You’ve done your research and now know that the best investment instrument that lets you plan your risk appetite and invest accordingly while giving you flexibility is Mutual Funds.
As you are now aware of the important aspects related to Mutual Funds, the next thing left for you to decide is – which Mutual Fund to invest in and on basis of what you would make this decision.
Knowing all of that is what we will be discussing today. Here are some pointers that would help you make the decision.
What are you investing for and how much risk are you ready to take?
Before making any investment think about what you need the return for. Do you want to pay off a loan with the returns or want to fund your retirement, which may be decades away? Identifying the goal will help you decide how much should you invest and for how long. Once you are through with finalizing a goal, think about your risk appetite.
Several factors may affect your ability to take a risk – how old you are, your income level, other financial commitments and most importantly your goal.
For instance, if you are in your 20s and have recently started investing and have a stable family background, then you can take bigger financial risks by investing in mutual funds with more equity-based portfolios that can help you earn higher returns; compared to a late investor, in their middle ages and with plenty of family responsibilities.
As explained in the example above, your risk appetite and goals will largely affect the choice of fund. Let us explore this further and draw from it the categories of mutual fund options available.

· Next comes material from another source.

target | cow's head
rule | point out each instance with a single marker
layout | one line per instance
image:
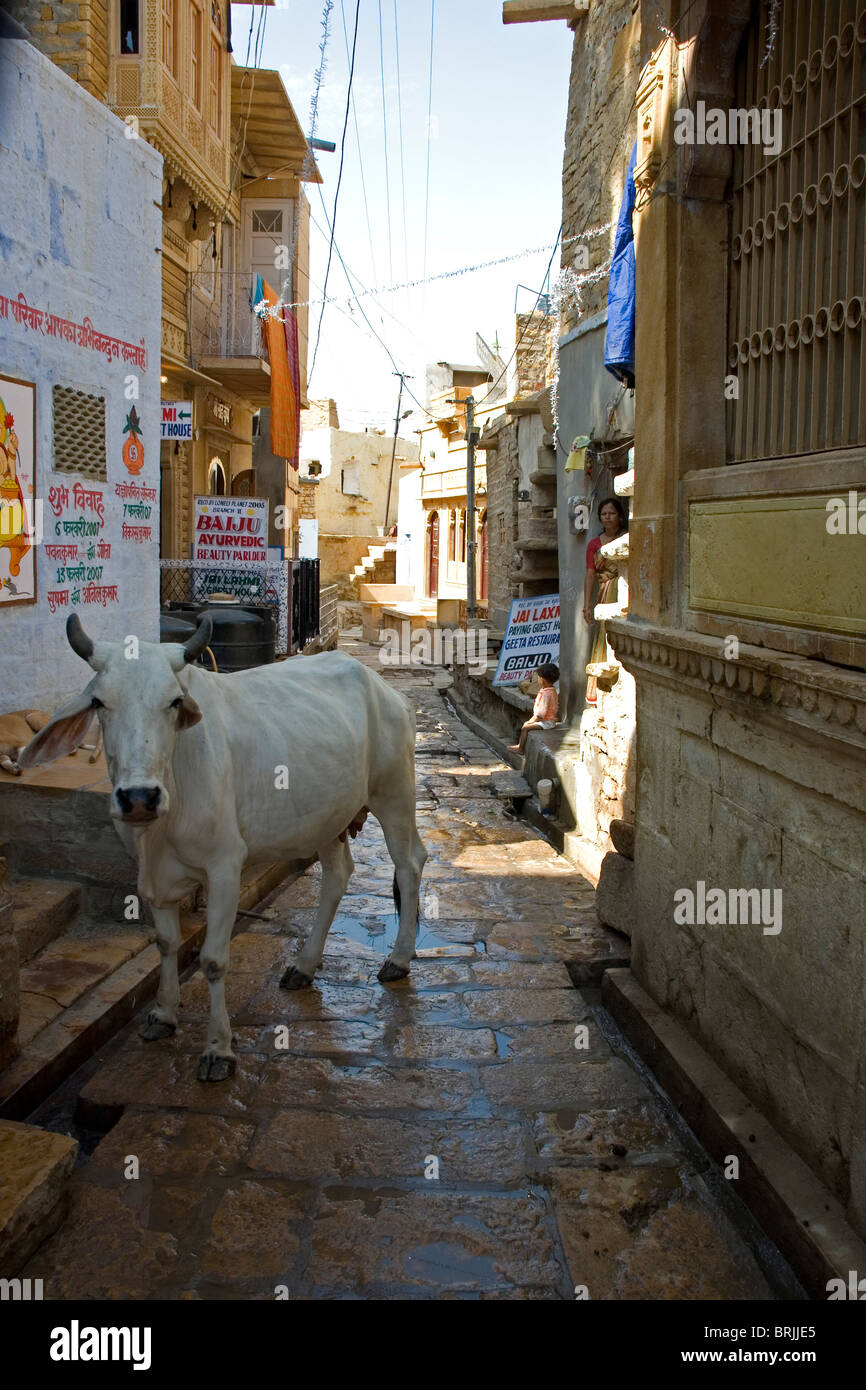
(141, 697)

- Long-Term Capital Appreciation Fund
If the goal of an investor is to meet a long-term need and the investor is willing to take a fair amount of risk; then he/she can opt for a long-term Capital Appreciation Fund. Capital appreciation funds are funds that increase your asset value primarily by investing in high growth and value stocks. In this category of mutual funds, a large part of the asset is held in common stock that is stock traded in the market, more commonly known as shares.
Since these are high returns, high-risk funds they are also called aggressive growth funds. Some of the best performing Capital appreciation funds in the market today are – ICICI PruBluechip, L&T India Value and Reliance large Cap among others.
- Mid-Cap Fund
For an investor investing for a long period of time but in need of short-term pay-outs, an Income Fund strategy or a Mid-Cap fund is the best option. This category of mutual funds invests in a combination of government and corporate debt funds or dividend-paying stocks that provide steady income with established pay-out ratio commitments. Income funds are highly suitable for investors with a minimal risk appetite.
Some of the trending Income funds in the market today are the SBI Magnum Multi-cap Fund, HDFC Capital Builder Value and Franklin India Focused Equity among others.
- Balanced Funds
The third and final category is Balanced Funds. These types of mutual funds are for investors with medium risk appetite and generally invest in both stock and debts to maximize returns while balancing the risk.
Some of the top performing mutual funds in this category are ICICI Prudential, Balanced Advantage, MotilalOswal Dynamic, HDFC Balanced Fund and L&T India Prudence Funds among others.
You must also keep in mind the duration of investment, while almost all of the mutual fund categories discussed above performs well in long-term, that is, 10 years and above. The minimum tenure should not be less than 5 years to make the most of your investment.
What overheads will you have to pay?
Another important element to consider is the fee that mutual fund companies charge from the investors. It is important to understand this component as it can have serious repercussions on your annual revenue. Here are some types of fees that companies charge, for you to consider:
This fee is charged either at the time of purchase or sale of an instrument. One of the load fees is the back-end load fee, charged at the time of sale of an investment. Generally charged for sales made before the set time, it aims to deter the investors from buying and selling too often.
There are also some no-load funds, which do not charge a front or back-end load fee. However, they may have higher administration fee or management fee.
The best way to analyse the fee component is to see the management expense ratio in the mutual fund sale literature. The higher the ratio the lower your returns will be at the end of the year.
These are charged on the Daily Net Asset of a specific Mutual Fund. These expenses are deducted on a daily basis from the fund’s net assets and in the end; the NAV is announced after the adjustment of these expenses.
There are other factors like CRISIL rating and AUM (Asset under Management) that investors should explore before making the investment. Also, an investor should do a thorough research on specific mutual fund returns using an SIP Calculator. Investment in Mutual Funds may sound like a daunting task, but with due diligence, you can optimize your investment for maximum gains.